Sunday, January 17, 2021

Layout progress update 2

My holiday's have now come to an end and progress will no doubt slow down a little however I managed to get some more benchwork completed before going back to work.

I was asked in a comment to show a drawing of what the current plan is to be..... (it will no doubt change). Unfortunately I had lost my original drawing file and the 3rd Planit program I did years ago on an old computer. I copied the image file from a really old blog post and done some really quick and crude modifications to that image using 3D paint. The new sections of the mainline are shown in blue, while the branchline(s) is shown in green. This is for the lower level only as at this stage the top may not change. I will use Muswellbrook yard as the datum for explanation and it will be positioned on the Northern wall of my room.

There are two peninsulas within the room. One running east from the west wall and the other running north from the south wall. Both are divided by a floor to ceiling stud wall. The latter is the one I am currently working on. On the original plan the mainline was not going around this section of the layout. The main was to swing around from the east wall and run along the south wall directly into staging. The staging would be hidden below the scenic level. 

The new plan is to include an interpretation of St Heliers, the junction for the short branchline to the Muswellbrook no.1 and no.2 Collieries similar to how it was in early 1950. At around 1952 there was a proposal put in place to extend the loop east to Grass Tree, addition of both up and down passing loops and up and down refuge loops. It was also to include the addition of a type O2 signal box. Colour light signals were also to be installed at both the east and west ends of this loop.

This later plan is way to big for the space that I have and I want to stick with semaphore signals only. I do however want to include the signal box. This in mind I decided to change the name of this junction from St Heliers to Heliers Junction. This gives me the ability to model the pre 52 plan with a few additions. I will also wrap the whole passing loop around the above mentioned peninsula rather than try and model it in a big straight line as it was prototypically...…much more interesting. The actual junction will be part way around this S bend.
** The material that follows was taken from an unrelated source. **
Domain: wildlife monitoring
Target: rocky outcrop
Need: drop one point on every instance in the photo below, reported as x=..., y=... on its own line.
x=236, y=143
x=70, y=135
This proved rather difficult and took some carful planning and moving about of the main curves, as it was suggested by my modelling group guys I should maintain a minimum 36" radius on the mainline, a little bigger than originally planed. Between the curved track running from the south wall and the main curve around the peninsula, there is only a small section of straight track to fit the point work for the Junction. 

Another issue that arose by having a 42 odd inch peninsula, that was not that big on the original plan, has now encroached on where the west to east peninsula was planned and was to include the helix to the top level. The mainline west out of Muswellbrook intended to run on a small 300mm wide scenicked section of benchwork around the outside of this helix. This would make that peninsula a 50 odd inch radius.  I have decided to move this helix to another special room under the house. Access to the helix will be from the west end swinging north out of Muswellbrook yard. I could now bring this other peninsula back to slightly bigger than 36 inches and have a full depth scene rather than 12 inches.

Back to the area I'm working on; The mainline, after it swings around the peninsula, will drop down grade and into staging along the back wall, while the coal branch will climb up and over the top of the staging. The coal loading facilities and associated sidings will be above the staging along the back wall.

The below images show this new peninsula and the single piece of Masonite roughly laid in place for the mainline. All the benchwork is pretty simple L girder and is all braced back to the bottom of the wall so I have no legs. I have used both dressed Pine and Plywood. Most of this is old crap I have saved from a couple deceased estate layouts I dismantled several years ago. It has a few holes here and there but wont be seen once the scenery base goes down.

For those that did not Follow Ian Millard's WordPress blog on his Liverpool Range layout spline construction here are a few details.
The spline sections are cut form a 3.2mm Masonite sheet in 25mm wide strips on a table saw. Two strips are laminated together using 'Sika' brand TechGrip high strength polyurethane adhesive and are laid out where the centerline of my track would be allowing this spline to naturally curve giving natural easements. Its held in place with two nails. 
I made spacer blocks from a 7mm sheet of plywood and again cut these into 25mm wide strips. I then cut these into 30mm long blocks. These blocks are then glued to the outsides of this centre section about every three inches. These are held in place using spring clamps purchased on eBay. Finally another two strips of Masonite are glued to these blocks on both sides. I staggered the joins on all the strips of Masonite. I diverged these centre two sections where the points would be. Once the spline is complete I will sand the top surface with a long sanding board.
I am assembling pretty much all of my spline roadbed flat on the layout frame. I will raise and set the grade on this once I have all the spline completed to the start of the storage yard. 

 See pictures below.

The above image shows the diverging spline for the first set of points for the loop at Heliers Junction.

Till next time.



  1. Thanks Ian, Appreciate the effort. It gives me something to think about.

    cheers Phil

  2. Great work Ian, keep it up. Looking forward to the next instalment.

  3. PS: Need to update my Tenterfield blog.